2008年7月19日(土)「しんぶん赤旗」

年金、時効で消滅?

混乱招く社保庁の「通知書」

小池議員 是正申し入れ


 時効に関係なく過去の年金を支払うことを決めた年金時効特例法の施行から一年以上経過しているのに、社会保険庁が、「時効消滅」すると書いた年金支給額通知書を送り続けていることが分かりました。

 日本共産党の小池晃参院議員は、「時効特例法に反する記述を行政文書に記載することはおかしい」と同庁に是正を要求しました。

 問題の文書は、年金受給者に新たな年金記録が見つかるなどして受給額が変更されたことを知らせる「年金裁定通知書」。年金額などを記載した欄の冒頭に「以前分の年金は5年以上経過しているため消滅時効によりお支払いする額の計算の基礎とはなりません」と明記しています。この文書を受け取っても、実際には、時効消滅分の年金も支払われることになっていますが、文書を見た受給者からは、「また、もらえなくなってしまったのか」と不安の声が上がっています。

 小池氏の是正申し入れに、同庁担当者は、「システム変更の対応ができていないので昔の書式を使っている」「同封した別の文書で、時効消滅分も計算に入れることを説明している」などと釈明しました。

 小池氏は「時効消滅した人の年金受給の権利を保障した時効法の条文に反する記述だ。受け取った人に不安を与えるようなやり方はただちに改めるべきだ」と要求。担当者も「確かに記述には法律から見て問題がある。上司と相談して対応を決めたい」と答えました。

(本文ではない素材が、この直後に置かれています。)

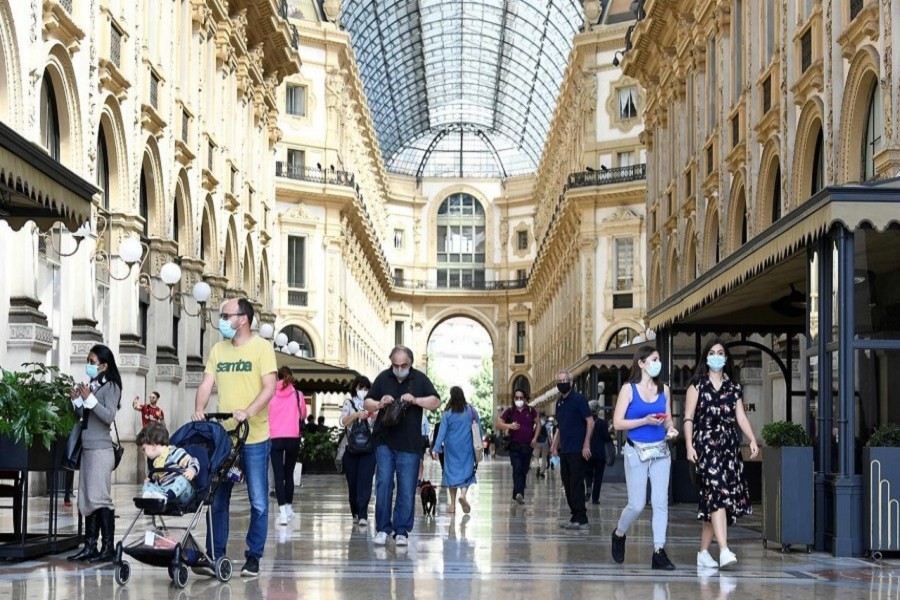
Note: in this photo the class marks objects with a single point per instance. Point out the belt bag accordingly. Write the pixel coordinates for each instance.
(650, 450)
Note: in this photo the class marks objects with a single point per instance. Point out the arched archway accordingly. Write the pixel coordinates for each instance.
(862, 117)
(809, 154)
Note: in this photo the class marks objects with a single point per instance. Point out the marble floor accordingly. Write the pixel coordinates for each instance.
(501, 550)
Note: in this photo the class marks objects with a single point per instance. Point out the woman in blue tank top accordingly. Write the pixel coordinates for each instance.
(644, 412)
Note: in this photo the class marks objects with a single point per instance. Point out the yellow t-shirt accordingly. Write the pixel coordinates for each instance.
(238, 371)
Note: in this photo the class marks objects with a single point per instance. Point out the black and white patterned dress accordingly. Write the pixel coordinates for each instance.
(717, 440)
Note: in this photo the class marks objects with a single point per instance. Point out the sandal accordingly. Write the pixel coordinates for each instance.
(465, 504)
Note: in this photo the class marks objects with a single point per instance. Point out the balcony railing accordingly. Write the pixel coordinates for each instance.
(502, 284)
(327, 176)
(607, 176)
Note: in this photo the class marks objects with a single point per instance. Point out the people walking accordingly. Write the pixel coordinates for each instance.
(96, 404)
(644, 411)
(242, 366)
(398, 442)
(522, 423)
(596, 467)
(714, 419)
(572, 444)
(455, 441)
(358, 466)
(286, 410)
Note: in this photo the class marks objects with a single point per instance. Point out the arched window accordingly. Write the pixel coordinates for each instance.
(103, 166)
(460, 242)
(776, 195)
(874, 130)
(144, 208)
(621, 338)
(818, 170)
(296, 334)
(49, 117)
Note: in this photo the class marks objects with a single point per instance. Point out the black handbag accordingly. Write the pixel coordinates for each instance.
(72, 459)
(118, 449)
(359, 436)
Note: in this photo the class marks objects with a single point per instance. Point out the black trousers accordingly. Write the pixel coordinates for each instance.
(284, 456)
(571, 471)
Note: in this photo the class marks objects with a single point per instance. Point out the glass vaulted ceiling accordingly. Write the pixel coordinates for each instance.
(462, 88)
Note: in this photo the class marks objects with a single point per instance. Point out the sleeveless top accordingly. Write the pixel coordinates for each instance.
(638, 408)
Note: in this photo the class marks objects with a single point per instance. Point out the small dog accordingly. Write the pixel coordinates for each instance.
(429, 498)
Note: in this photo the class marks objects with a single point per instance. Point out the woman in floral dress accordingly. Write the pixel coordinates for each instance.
(714, 410)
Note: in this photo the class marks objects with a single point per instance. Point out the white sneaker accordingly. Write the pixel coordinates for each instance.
(705, 560)
(727, 559)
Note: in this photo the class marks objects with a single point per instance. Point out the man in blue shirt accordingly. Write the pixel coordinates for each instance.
(572, 443)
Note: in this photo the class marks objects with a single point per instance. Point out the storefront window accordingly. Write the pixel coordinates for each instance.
(876, 276)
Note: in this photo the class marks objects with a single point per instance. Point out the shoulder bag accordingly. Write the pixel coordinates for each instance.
(651, 450)
(359, 436)
(477, 444)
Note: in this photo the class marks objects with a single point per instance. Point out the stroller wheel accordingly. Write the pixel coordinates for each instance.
(181, 576)
(223, 568)
(122, 573)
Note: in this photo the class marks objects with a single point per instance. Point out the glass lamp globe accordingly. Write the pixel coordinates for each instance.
(170, 273)
(130, 250)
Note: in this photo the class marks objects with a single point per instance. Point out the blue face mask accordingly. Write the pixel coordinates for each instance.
(715, 362)
(91, 370)
(226, 329)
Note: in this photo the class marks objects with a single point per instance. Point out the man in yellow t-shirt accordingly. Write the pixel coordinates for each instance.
(242, 367)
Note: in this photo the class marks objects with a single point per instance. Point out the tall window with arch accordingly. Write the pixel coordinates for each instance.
(50, 136)
(460, 242)
(873, 134)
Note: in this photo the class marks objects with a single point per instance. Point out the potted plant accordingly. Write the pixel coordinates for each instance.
(881, 489)
(318, 449)
(35, 412)
(788, 485)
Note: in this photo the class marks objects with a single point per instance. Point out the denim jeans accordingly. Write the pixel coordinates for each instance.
(181, 488)
(405, 465)
(255, 464)
(520, 459)
(359, 470)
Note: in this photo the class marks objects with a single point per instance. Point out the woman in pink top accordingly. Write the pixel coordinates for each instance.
(286, 410)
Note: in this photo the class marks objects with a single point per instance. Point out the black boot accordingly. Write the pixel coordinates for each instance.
(91, 525)
(107, 530)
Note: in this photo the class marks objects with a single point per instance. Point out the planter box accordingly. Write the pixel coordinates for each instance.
(881, 496)
(15, 456)
(788, 475)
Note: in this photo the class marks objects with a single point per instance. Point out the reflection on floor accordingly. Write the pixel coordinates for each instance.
(501, 550)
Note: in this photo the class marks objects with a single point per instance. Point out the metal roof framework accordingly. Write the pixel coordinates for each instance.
(462, 87)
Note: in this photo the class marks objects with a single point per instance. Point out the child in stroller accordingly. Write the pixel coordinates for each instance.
(216, 451)
(172, 470)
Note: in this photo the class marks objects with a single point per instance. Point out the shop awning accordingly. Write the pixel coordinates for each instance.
(314, 377)
(35, 187)
(779, 253)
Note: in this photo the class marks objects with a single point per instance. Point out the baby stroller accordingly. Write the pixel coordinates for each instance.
(217, 451)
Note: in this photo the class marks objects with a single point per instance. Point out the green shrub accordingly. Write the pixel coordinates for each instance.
(886, 436)
(785, 433)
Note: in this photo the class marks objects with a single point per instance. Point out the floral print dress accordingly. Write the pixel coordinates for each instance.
(717, 440)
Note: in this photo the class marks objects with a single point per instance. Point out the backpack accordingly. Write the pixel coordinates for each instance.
(359, 436)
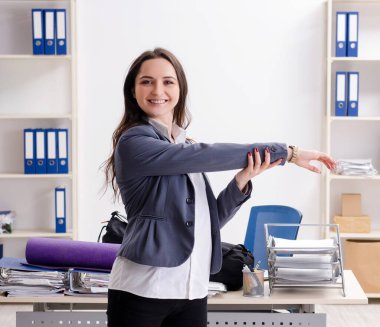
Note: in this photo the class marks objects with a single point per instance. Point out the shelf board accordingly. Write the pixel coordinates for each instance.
(334, 118)
(354, 59)
(35, 116)
(356, 2)
(373, 235)
(373, 295)
(33, 57)
(343, 177)
(36, 233)
(34, 176)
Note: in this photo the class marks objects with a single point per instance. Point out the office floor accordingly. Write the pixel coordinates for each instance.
(337, 315)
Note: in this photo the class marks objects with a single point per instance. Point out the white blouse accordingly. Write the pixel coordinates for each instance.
(190, 279)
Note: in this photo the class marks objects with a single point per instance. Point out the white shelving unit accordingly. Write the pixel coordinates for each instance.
(354, 137)
(35, 92)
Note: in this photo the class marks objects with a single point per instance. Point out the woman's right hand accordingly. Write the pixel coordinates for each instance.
(305, 156)
(254, 168)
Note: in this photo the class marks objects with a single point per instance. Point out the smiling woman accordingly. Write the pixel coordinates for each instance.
(157, 90)
(172, 242)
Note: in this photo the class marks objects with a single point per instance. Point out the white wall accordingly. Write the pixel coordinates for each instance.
(255, 71)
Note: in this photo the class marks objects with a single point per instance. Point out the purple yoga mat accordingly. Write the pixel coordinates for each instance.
(69, 253)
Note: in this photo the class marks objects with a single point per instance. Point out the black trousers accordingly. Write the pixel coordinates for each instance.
(129, 310)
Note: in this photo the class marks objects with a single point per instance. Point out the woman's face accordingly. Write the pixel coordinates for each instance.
(157, 89)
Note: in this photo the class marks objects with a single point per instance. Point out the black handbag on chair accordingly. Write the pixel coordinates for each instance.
(115, 229)
(234, 259)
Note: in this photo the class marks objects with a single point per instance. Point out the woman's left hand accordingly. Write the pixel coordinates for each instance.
(254, 168)
(305, 156)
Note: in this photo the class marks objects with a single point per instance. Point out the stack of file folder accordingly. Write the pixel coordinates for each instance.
(46, 151)
(355, 167)
(304, 263)
(347, 31)
(86, 282)
(19, 279)
(49, 31)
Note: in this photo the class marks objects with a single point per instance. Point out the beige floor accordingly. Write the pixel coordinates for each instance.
(337, 315)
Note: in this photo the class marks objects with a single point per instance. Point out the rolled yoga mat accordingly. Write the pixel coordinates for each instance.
(70, 253)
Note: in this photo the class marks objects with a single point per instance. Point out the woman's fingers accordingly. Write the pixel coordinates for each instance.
(257, 165)
(266, 163)
(274, 164)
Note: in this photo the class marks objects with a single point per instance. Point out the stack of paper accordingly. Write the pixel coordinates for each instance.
(308, 261)
(355, 167)
(216, 288)
(19, 280)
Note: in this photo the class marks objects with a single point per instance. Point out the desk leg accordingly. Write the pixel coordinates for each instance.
(307, 308)
(39, 307)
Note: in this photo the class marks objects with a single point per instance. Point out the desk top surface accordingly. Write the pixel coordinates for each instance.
(291, 295)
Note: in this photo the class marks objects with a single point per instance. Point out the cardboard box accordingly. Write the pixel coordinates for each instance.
(351, 204)
(363, 258)
(361, 224)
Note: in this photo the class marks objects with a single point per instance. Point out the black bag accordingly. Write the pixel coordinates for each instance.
(234, 259)
(115, 229)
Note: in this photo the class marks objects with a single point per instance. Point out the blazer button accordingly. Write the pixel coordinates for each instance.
(189, 200)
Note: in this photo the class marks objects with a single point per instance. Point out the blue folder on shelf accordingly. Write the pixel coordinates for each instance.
(63, 151)
(51, 151)
(340, 94)
(29, 151)
(61, 42)
(353, 94)
(60, 210)
(341, 34)
(40, 151)
(49, 15)
(38, 31)
(352, 34)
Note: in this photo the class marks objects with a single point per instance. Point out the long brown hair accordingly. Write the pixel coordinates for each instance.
(133, 115)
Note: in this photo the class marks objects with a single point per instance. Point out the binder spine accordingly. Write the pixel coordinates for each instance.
(61, 39)
(51, 151)
(341, 34)
(63, 151)
(38, 31)
(29, 151)
(60, 210)
(353, 32)
(340, 94)
(50, 27)
(353, 94)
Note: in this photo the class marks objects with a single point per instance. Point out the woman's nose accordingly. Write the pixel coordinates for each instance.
(157, 89)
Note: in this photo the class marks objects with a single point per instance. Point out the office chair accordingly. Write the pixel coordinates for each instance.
(275, 214)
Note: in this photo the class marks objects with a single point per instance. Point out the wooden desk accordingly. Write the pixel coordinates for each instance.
(222, 307)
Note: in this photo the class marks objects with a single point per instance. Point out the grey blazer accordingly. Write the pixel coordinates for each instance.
(159, 197)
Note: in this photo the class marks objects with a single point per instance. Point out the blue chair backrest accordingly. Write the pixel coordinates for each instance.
(275, 214)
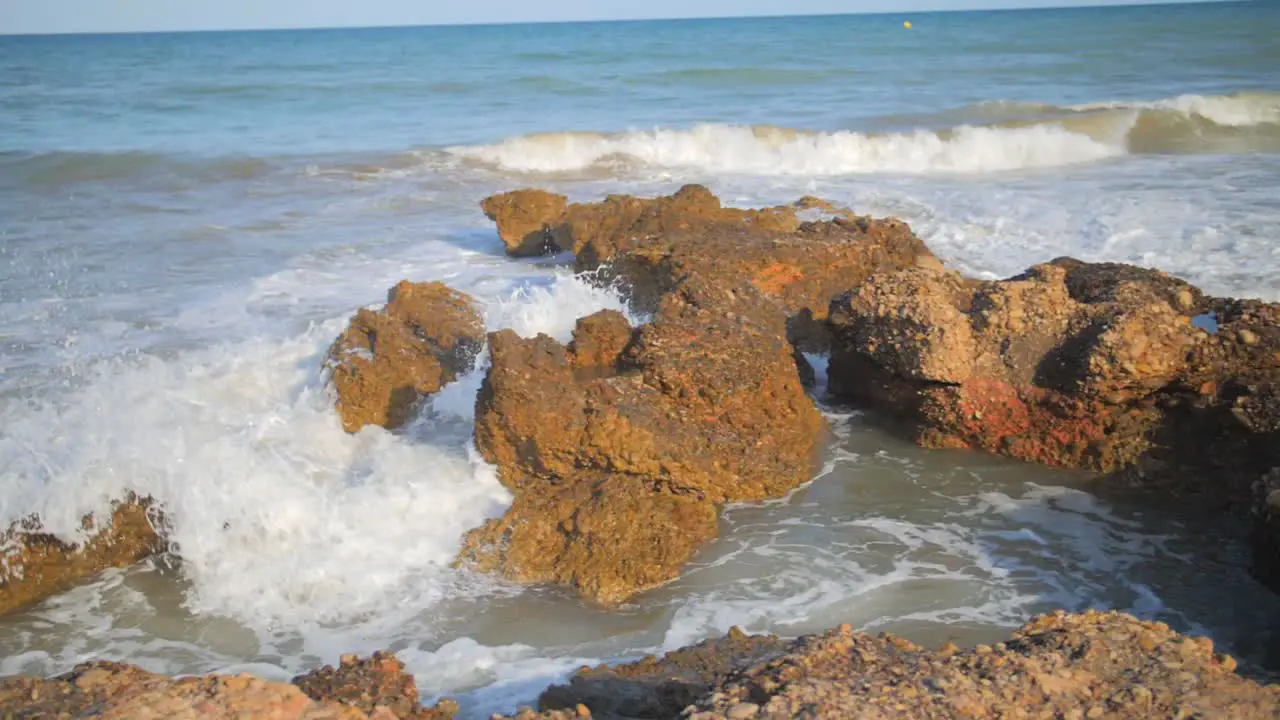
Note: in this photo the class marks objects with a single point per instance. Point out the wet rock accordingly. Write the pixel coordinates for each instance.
(1266, 529)
(1069, 364)
(618, 470)
(124, 692)
(374, 684)
(661, 687)
(525, 219)
(1091, 665)
(35, 565)
(652, 245)
(389, 359)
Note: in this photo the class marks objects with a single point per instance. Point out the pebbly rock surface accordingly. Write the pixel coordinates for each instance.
(1093, 665)
(114, 691)
(35, 565)
(661, 687)
(373, 684)
(1266, 529)
(374, 688)
(652, 245)
(622, 446)
(1102, 367)
(387, 360)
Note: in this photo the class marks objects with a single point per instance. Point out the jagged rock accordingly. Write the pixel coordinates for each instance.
(1070, 364)
(124, 692)
(35, 565)
(525, 219)
(387, 360)
(1266, 529)
(650, 245)
(618, 459)
(661, 687)
(375, 684)
(1091, 665)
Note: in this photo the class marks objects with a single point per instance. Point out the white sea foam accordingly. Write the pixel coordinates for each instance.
(278, 514)
(778, 151)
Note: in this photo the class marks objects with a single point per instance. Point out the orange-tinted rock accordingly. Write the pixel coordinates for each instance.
(1074, 364)
(618, 470)
(650, 245)
(35, 565)
(124, 692)
(389, 359)
(525, 219)
(1092, 665)
(661, 687)
(373, 684)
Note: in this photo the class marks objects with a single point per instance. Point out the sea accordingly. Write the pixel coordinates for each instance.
(187, 220)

 年金時効特例法は、ずさんな年金記録の管理問題にたいする国民の怒りが広がるなか、昨年の通常国会で自民・公明両党があわてて成立させたものです。当時の安倍晋三首相は「すべてさかのぼって支給が可能になった」と大宣伝していましたが、施行から一年以上過ぎても、国民に混乱をもたらしている事態が浮き彫りになりました。